Java tip: How to parse integers quickly

Technologies: Java 5+

Java has several ways to parse integers from strings. Performance differences between these methods can be significant when parsing a large number of integers. Doing your own integer parsing can provide an important speed boost. This tip looks at five ways to parse integers, compares their features, and benchmarks them to see which method is the fastest.

Parsing an integer from a string using the JDK

An integer is a number like "-123". It has an optional negative sign followed by a series of digits. There is no decimal point or exponent.

Java has two principal ways to parse an integer from a string:

  • Call parseInt( ) on java.lang.Integer
  • Call parse( ) on an instance of java.text.NumberFormat

java.io.StreamTokenizer is also available when tokenizing a long list of values.

Here's how to use each one.

Integer.parseInt

try
{
    int value = Integer.parseInt( string );
}
catch ( NumberFormatException e )
{
    ... do something about the error ...
}

The static parseInt( ) method on java.lang.Integer takes a String argument and returns an int.

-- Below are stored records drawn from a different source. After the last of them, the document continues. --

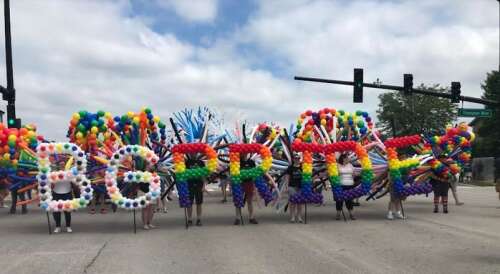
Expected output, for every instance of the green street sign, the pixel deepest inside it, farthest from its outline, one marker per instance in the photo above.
(475, 112)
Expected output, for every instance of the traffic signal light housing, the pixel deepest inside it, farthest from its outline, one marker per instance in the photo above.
(358, 86)
(408, 84)
(455, 92)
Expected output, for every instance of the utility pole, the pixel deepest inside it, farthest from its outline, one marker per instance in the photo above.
(9, 93)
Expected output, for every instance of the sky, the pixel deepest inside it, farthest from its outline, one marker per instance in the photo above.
(237, 57)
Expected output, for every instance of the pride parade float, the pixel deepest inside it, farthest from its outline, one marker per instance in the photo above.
(113, 155)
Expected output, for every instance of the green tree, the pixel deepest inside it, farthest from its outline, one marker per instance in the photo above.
(488, 129)
(415, 114)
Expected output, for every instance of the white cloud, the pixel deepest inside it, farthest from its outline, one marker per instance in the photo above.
(192, 10)
(437, 41)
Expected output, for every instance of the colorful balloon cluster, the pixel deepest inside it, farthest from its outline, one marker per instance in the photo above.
(46, 177)
(138, 128)
(89, 130)
(152, 179)
(342, 124)
(252, 174)
(183, 175)
(306, 194)
(17, 146)
(339, 194)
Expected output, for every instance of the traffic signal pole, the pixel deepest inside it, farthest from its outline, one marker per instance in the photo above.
(9, 93)
(400, 88)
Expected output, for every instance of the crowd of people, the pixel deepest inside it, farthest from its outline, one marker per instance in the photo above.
(292, 180)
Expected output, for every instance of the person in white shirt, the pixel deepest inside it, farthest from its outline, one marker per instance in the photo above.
(346, 173)
(62, 191)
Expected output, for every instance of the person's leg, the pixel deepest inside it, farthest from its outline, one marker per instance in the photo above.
(144, 217)
(445, 203)
(24, 208)
(338, 206)
(151, 215)
(436, 201)
(292, 207)
(190, 214)
(455, 194)
(350, 206)
(57, 219)
(299, 212)
(67, 219)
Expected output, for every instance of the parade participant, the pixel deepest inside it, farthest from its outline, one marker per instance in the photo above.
(4, 192)
(196, 187)
(223, 183)
(440, 187)
(346, 171)
(453, 186)
(147, 211)
(249, 190)
(62, 190)
(294, 178)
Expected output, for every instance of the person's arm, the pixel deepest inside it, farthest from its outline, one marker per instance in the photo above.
(270, 180)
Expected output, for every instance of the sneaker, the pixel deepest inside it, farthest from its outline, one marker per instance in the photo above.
(400, 216)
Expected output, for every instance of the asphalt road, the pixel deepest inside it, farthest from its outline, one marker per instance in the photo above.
(465, 241)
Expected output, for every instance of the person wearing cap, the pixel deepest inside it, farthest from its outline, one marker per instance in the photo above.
(294, 180)
(196, 187)
(440, 187)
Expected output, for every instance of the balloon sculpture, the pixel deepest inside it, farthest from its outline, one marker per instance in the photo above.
(112, 155)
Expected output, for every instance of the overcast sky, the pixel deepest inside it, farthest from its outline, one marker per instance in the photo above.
(237, 56)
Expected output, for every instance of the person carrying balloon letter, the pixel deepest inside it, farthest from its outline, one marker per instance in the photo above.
(346, 172)
(440, 184)
(248, 187)
(196, 187)
(294, 180)
(62, 190)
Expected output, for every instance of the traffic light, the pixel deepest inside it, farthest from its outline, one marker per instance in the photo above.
(408, 84)
(358, 86)
(455, 92)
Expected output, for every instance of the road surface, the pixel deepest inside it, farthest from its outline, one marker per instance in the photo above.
(467, 240)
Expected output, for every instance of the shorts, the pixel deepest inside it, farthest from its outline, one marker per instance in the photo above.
(441, 189)
(63, 196)
(248, 189)
(144, 187)
(196, 193)
(292, 190)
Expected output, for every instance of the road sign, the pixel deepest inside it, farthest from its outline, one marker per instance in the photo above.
(474, 112)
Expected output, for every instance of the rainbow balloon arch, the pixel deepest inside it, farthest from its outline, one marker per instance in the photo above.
(112, 155)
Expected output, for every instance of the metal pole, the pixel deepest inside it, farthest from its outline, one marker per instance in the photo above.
(48, 224)
(11, 109)
(135, 224)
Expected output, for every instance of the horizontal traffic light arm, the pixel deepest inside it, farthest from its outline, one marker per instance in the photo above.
(399, 88)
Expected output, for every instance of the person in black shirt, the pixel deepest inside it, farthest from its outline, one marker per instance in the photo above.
(248, 187)
(294, 178)
(195, 192)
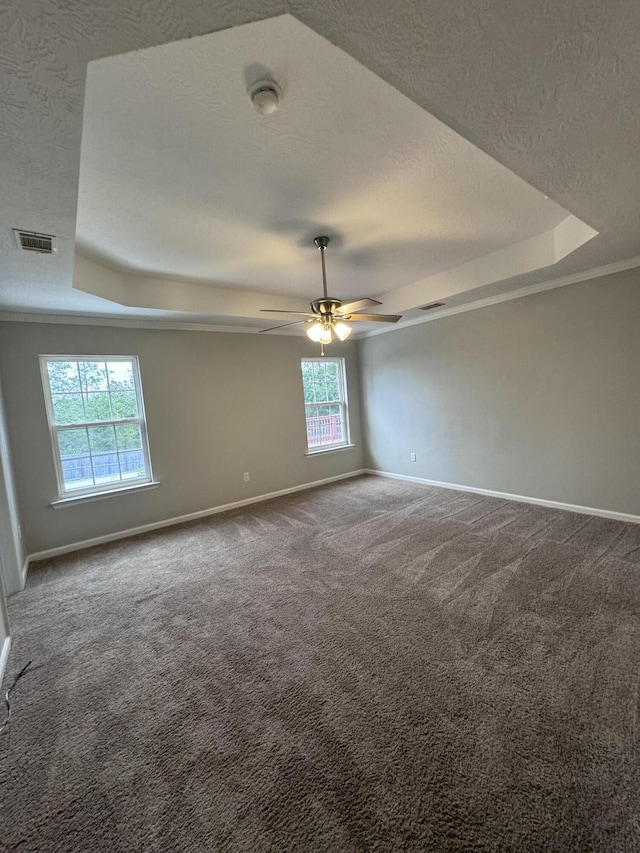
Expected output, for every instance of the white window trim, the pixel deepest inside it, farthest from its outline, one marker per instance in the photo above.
(343, 403)
(68, 496)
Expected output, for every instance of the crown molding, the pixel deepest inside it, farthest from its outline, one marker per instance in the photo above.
(145, 323)
(120, 322)
(540, 287)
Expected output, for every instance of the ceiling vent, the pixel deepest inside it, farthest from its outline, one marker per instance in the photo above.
(31, 241)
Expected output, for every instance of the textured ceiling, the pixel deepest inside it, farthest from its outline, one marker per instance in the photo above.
(179, 176)
(549, 90)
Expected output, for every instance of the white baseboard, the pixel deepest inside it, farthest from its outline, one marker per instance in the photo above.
(4, 656)
(585, 510)
(192, 516)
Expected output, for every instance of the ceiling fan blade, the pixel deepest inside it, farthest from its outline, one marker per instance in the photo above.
(374, 318)
(279, 311)
(272, 328)
(352, 307)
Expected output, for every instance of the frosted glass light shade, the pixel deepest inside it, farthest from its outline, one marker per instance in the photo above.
(325, 337)
(342, 331)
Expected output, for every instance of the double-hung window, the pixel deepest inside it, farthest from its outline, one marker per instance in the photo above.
(97, 424)
(325, 402)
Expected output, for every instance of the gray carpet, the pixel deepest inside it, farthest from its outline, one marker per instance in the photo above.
(369, 666)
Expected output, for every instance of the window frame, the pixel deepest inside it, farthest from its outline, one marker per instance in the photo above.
(343, 403)
(113, 486)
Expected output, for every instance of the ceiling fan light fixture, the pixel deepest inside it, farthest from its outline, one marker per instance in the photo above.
(342, 330)
(315, 332)
(325, 337)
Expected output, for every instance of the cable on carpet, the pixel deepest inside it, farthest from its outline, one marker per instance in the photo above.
(6, 695)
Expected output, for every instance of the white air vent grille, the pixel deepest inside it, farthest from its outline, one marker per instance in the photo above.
(31, 241)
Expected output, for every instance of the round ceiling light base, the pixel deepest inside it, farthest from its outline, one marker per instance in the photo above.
(265, 96)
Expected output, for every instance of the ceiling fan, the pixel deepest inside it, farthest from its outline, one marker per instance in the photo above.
(328, 313)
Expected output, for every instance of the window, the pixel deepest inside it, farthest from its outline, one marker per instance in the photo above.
(96, 418)
(325, 403)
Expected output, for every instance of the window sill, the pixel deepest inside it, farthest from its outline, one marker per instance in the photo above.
(322, 450)
(98, 496)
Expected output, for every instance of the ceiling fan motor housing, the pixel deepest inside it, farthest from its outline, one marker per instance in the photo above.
(326, 306)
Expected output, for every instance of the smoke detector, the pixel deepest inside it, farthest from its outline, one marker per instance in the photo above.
(265, 96)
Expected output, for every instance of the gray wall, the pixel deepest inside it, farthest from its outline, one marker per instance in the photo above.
(217, 404)
(12, 553)
(537, 397)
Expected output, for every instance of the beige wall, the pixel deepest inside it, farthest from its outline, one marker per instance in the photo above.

Integer throws a java.lang.NumberFormatException if it can't parse the string.

NumberFormat.parse

NumberFormat format =
    NumberFormat.getIntegerInstance( );
try
{
    Number number = format.parse( string );
    int value = number.intValue( );
}
catch ( ParseException e )
{
    ... do something about the error ...
}

To use java.text.NumberFormat, create an integer parser by calling the static NumberFormat.getIntegerInstance( ) method. The format's parse( ) method takes a String and returns a java.lang.Number. The intValue( ) method on Number returns the integer.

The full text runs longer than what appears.